Computer algorithms and artificial intelligence programs may make hiring practices at large firms more efficient by saving them money. Computer programs reduce the need for human interaction when it comes to digesting experience, social media posts, online searches and job skills on a resume or online application. However, some experts believe that this technology may unnecessarily weed out top talent. Find out how to balance high-tech hiring and human touches during a job search.
What Technology Looks Like
Hiring technology, computer algorithms and high-tech software come in many forms. Programs take keywords found in online applications and resumes, run them through an applicant tracking system, and determine the top candidates based on rankings and criteria set by employers. Applicant trackers are common for large and medium-sized companies, but those aren't the only tools companies use.
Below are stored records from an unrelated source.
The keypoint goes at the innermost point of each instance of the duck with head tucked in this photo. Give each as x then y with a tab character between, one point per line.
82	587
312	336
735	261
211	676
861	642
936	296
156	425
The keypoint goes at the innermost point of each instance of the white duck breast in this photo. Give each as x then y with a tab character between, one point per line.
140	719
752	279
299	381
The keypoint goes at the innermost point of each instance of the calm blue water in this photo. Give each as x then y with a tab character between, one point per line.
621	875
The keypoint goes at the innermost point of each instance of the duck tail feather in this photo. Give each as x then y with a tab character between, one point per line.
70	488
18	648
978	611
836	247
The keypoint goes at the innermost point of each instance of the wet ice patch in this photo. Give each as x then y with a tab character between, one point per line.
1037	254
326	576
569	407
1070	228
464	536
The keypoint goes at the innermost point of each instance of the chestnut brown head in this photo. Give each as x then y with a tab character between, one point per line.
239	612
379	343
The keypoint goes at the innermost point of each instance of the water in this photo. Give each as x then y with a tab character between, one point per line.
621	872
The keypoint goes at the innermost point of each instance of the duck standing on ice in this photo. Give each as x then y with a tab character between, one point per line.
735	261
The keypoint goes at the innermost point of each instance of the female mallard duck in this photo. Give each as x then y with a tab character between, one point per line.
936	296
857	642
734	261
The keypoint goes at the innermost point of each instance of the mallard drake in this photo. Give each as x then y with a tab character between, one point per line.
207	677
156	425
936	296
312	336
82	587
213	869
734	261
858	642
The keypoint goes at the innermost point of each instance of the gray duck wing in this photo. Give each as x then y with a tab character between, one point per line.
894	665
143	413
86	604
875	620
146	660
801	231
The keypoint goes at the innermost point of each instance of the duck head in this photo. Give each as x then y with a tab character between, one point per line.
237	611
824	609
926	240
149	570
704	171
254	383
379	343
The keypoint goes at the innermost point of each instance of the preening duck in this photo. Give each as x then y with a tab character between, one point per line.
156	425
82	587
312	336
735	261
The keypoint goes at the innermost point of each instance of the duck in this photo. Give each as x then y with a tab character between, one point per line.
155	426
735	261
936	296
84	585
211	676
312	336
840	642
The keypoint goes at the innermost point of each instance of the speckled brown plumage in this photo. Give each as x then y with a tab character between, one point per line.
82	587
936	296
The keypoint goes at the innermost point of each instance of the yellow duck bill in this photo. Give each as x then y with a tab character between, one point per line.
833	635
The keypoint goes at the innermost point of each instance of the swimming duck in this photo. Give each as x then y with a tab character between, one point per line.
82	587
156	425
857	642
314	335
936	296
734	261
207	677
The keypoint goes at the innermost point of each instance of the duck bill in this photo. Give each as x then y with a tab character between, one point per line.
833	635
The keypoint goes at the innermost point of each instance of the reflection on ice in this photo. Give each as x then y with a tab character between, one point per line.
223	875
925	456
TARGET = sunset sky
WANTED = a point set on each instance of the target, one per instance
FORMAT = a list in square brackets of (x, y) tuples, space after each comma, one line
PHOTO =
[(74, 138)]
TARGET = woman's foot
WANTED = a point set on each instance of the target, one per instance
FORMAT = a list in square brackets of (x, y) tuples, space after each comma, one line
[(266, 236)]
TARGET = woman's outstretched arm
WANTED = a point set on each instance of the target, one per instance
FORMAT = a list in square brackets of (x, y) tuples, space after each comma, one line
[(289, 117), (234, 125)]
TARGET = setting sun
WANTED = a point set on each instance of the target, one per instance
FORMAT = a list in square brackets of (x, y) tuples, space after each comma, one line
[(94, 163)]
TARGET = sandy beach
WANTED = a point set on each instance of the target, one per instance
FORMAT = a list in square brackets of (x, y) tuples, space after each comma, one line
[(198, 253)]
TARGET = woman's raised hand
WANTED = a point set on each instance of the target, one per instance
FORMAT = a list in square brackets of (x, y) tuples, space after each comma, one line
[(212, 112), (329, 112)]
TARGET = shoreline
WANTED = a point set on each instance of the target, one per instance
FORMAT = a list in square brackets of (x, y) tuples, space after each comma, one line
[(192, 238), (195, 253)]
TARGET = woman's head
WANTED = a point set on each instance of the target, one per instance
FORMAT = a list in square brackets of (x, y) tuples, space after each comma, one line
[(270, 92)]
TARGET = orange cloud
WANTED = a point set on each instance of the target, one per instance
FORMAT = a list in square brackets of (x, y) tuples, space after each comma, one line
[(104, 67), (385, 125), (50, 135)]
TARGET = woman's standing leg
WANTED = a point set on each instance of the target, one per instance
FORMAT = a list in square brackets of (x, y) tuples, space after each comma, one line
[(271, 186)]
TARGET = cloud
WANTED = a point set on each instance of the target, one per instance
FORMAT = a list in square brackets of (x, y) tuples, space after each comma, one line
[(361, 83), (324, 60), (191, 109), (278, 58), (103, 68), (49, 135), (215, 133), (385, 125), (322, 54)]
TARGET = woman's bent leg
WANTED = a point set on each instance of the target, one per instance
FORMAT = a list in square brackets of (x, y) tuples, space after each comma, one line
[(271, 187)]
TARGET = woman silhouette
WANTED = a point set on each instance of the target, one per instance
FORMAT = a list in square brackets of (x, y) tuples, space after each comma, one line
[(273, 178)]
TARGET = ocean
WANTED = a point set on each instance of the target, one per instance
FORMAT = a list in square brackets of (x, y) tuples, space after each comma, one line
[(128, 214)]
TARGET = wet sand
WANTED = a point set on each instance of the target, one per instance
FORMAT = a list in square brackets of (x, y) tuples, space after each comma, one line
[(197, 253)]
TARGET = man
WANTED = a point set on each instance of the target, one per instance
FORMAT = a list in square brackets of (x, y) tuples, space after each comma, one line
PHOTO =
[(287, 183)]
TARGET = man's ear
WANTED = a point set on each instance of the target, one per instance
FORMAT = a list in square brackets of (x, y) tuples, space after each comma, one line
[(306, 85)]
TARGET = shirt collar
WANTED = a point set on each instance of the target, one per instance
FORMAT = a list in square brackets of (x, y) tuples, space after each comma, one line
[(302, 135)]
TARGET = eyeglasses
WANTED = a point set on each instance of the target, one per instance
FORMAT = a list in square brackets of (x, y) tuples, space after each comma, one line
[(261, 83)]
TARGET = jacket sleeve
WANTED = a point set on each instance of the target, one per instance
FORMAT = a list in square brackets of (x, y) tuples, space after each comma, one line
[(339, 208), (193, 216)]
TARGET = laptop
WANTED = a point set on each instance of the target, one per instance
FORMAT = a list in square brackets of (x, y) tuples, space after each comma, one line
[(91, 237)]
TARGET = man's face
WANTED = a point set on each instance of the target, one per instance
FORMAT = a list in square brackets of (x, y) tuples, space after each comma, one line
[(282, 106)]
Chatbots and automated email systems can schedule phone and video interviews. You might get an email or chat message that looks like it's from a human, but really, it's from an artificial intelligence program that answers your questions and creates the hiring manager's schedule. One difficulty with this system is that chatbots and automated programs may not be able to answer detailed questions from candidates.
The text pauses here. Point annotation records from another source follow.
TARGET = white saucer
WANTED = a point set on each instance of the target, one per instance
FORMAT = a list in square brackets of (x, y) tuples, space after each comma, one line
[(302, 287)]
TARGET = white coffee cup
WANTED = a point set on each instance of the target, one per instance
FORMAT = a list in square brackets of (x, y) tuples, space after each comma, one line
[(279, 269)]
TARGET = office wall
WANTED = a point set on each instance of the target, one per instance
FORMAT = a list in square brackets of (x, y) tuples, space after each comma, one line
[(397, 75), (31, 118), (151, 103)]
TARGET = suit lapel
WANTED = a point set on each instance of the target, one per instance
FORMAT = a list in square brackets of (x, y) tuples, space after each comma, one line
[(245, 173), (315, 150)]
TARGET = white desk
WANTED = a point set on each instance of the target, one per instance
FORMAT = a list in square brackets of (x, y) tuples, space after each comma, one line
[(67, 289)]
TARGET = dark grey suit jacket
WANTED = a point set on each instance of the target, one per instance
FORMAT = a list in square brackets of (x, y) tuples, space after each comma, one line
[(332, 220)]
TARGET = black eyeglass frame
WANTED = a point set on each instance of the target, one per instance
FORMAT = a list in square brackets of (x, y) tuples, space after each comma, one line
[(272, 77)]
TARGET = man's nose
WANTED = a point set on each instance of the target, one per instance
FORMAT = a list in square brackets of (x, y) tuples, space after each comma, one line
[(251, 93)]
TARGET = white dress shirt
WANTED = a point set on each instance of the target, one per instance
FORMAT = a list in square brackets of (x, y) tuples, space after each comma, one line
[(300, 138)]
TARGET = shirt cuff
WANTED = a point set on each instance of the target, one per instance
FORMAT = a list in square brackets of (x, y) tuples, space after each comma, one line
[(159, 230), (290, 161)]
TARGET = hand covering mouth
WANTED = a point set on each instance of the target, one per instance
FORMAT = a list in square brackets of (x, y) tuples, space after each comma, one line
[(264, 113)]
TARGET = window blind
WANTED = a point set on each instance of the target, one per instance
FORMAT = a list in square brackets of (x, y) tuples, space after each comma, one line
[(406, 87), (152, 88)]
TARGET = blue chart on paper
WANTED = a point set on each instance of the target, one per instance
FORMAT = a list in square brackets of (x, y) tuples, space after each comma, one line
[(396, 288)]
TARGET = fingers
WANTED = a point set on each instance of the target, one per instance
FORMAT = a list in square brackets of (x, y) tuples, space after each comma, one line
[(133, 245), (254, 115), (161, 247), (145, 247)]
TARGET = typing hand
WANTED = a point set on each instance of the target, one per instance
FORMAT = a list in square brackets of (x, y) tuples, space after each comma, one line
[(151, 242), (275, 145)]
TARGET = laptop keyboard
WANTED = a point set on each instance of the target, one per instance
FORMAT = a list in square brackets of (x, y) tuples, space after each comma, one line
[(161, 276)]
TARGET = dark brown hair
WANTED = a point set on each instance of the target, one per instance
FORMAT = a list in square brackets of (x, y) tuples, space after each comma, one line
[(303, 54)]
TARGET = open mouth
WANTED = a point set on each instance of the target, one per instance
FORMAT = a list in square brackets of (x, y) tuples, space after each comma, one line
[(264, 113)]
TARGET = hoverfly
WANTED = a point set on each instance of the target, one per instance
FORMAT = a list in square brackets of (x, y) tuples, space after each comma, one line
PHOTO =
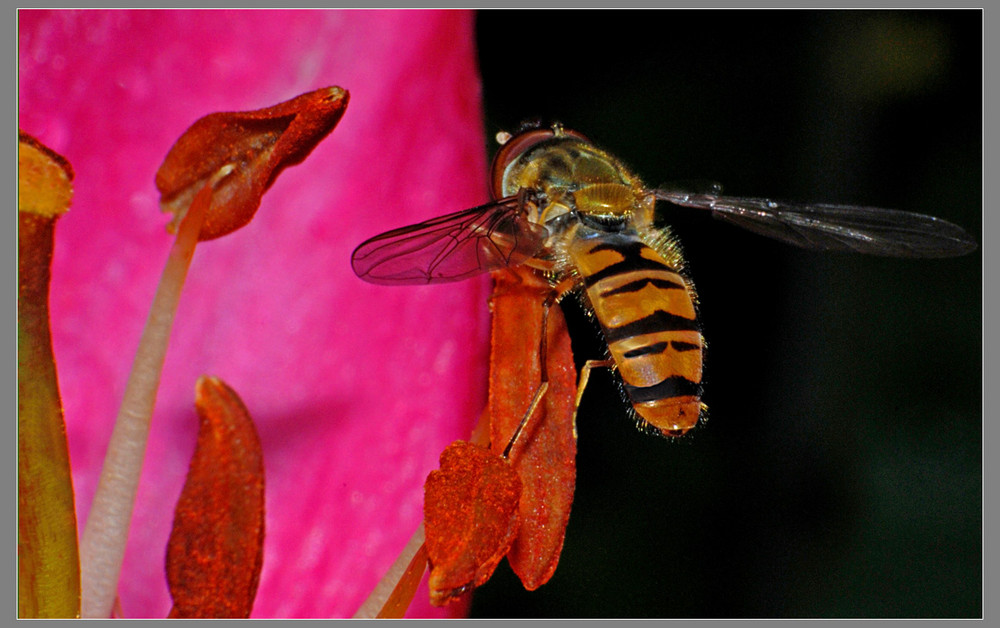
[(575, 214)]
Computer algorithms can sift through a company's current hires by analyzing mountains of data, including educational background, years of experience, job titles and skills, to predict the success of a candidates who apply for jobs. These algorithms might eliminate candidates based on that data, in addition to offering rankings based on keywords in a resume.
Why Technology Matters
Companies say hiring technology and computer algorithms reduce turnover and eliminate bias. For example, computer information can eliminate inherent discrimination when someone prefers a graduate from their university versus another applicant. The more information an algorithm has, the more accurate it gets when it tries to find a perfect fit.
Computer programs can also help with issues relating to bad hiring practices. One example stems from a company seeking people who worked well at makeup counters. Hiring managers mistakenly thought more gregarious people would work well in those positions, but hiring technology showed that problem solvers who spent more time delivering personal touches to customers performed better. By changing the scope of who the company was looking for, it reduced training costs and turnover when it developed a more accurate model of hiring.
How to Navigate Computer Programs
One problem brought on by computer algorithms and software is that older people, who are generally less tech-savvy, may refuse to go through them. The answer here is to use technology to your advantage. Use word clouds to discover the top keywords in a job posting to add to your resume. Research the best formats for resumes and use computer programs that help build resumes to your liking that capture the attention of both humans and robots.
Tap into social media to make connections. More and more companies rely on referrals from employees already on staff to make hiring decisions, so navigate your network to do away with the automated process and get a good reference.
Computer algorithms are here to stay, since they offer many benefits to employers. What tips or tricks do you use to get past automated systems when looking for your next opportunity?